A new paper from experts at the Annenberg Public Policy Center examines the associations between media exposure and science-consistent beliefs about climate change and the threat it posed to the respondent.

Expanding on earlier work associating Fox News consumption with doubts about the existence of human-caused climate change, a team of scholars affiliated with the Annenberg Public Policy Center (APPC) found that exposure to Fox News and far-right media was negatively associated, and centrist and science media exposure positively associated, with belief in anthropogenic climate change, perceptions of the personal threat posed by climate change, and support for a carbon tax.

A person watching a news channel showing a weather map.
Image: Michael Holahan/The Augusta Chronicle via AP

The paper, titled “The Politicization of Climate Science: Media Consumption, Perceptions of Science and Scientists, and Support for Policy,” is published in the Journal of Health Communication.

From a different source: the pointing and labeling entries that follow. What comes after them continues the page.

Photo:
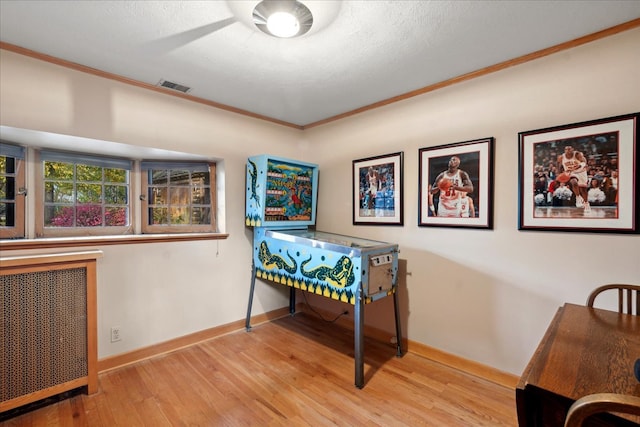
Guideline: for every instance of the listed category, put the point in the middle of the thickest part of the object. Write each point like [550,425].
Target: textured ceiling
[358,53]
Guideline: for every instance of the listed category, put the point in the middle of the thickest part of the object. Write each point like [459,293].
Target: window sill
[65,242]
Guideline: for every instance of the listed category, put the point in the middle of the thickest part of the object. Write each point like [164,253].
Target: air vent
[174,86]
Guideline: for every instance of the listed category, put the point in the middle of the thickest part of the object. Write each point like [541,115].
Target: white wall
[486,295]
[155,292]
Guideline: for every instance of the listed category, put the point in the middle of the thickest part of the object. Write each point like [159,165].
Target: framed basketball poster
[456,185]
[377,190]
[580,177]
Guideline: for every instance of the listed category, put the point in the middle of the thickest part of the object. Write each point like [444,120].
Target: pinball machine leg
[358,319]
[253,286]
[398,331]
[292,301]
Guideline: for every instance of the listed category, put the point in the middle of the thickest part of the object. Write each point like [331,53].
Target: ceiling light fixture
[282,18]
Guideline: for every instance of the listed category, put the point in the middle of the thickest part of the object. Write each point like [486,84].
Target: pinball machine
[281,197]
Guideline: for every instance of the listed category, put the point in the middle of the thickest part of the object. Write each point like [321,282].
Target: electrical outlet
[115,334]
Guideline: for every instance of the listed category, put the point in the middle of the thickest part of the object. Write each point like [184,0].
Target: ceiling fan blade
[175,41]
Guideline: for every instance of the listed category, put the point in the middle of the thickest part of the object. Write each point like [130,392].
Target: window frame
[18,230]
[45,232]
[147,228]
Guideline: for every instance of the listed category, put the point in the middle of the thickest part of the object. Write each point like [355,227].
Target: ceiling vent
[174,86]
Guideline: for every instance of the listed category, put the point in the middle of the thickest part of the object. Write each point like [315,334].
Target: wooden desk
[584,351]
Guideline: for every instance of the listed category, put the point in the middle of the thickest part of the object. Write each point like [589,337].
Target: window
[178,197]
[86,194]
[12,191]
[83,195]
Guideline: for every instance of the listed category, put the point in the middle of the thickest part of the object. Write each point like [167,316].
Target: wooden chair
[626,294]
[597,403]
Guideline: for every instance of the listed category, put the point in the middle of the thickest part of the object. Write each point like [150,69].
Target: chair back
[628,297]
[597,403]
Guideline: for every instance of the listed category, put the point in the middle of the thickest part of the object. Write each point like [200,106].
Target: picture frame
[378,190]
[443,201]
[590,172]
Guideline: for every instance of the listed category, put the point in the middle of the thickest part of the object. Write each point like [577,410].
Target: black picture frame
[453,207]
[378,190]
[591,176]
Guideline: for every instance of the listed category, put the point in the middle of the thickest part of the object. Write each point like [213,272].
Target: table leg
[253,286]
[358,319]
[398,331]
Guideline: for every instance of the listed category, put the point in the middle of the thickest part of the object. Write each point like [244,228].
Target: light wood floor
[293,371]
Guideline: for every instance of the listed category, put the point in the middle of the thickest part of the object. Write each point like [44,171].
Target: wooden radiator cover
[48,341]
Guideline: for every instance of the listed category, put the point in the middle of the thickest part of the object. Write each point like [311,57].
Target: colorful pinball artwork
[280,192]
[324,268]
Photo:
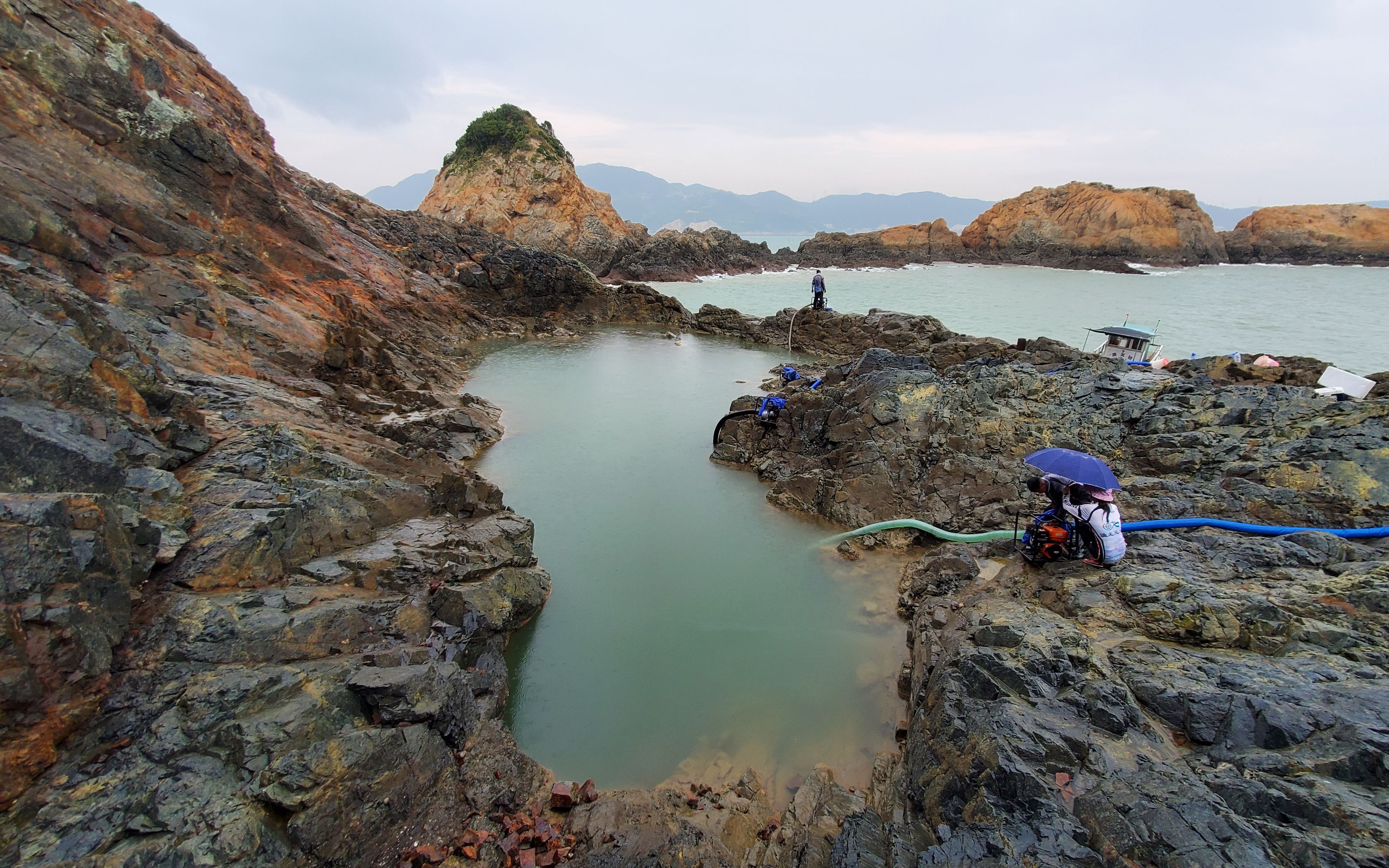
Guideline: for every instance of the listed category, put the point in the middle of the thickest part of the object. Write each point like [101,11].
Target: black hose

The research team includes Yotam Ophir, a former postdoctoral fellow at APPC; Dror Walter, an APPC distinguished research fellow; APPC’s Annenberg Health and Risk Communication Institute Director Patrick Jamieson; and APPC director Kathleen Hall Jamieson.

“The results of this study suggest that climate science scholars and advocates should pay more attention to the complex media diets of individuals and specifically of partisans to better understand the possible influence of messages and narratives about climate science and scientists circulating in the American media environment,” according to the authors.

Prior research in this area focused primarily on centrist media and Fox News, even as the media choices available to people grew more varied.

In short, says Ophir, the lead author of the new study, “a lot of research was asking people if they watch Fox News and if they believe in climate change. But there’s more to the story.”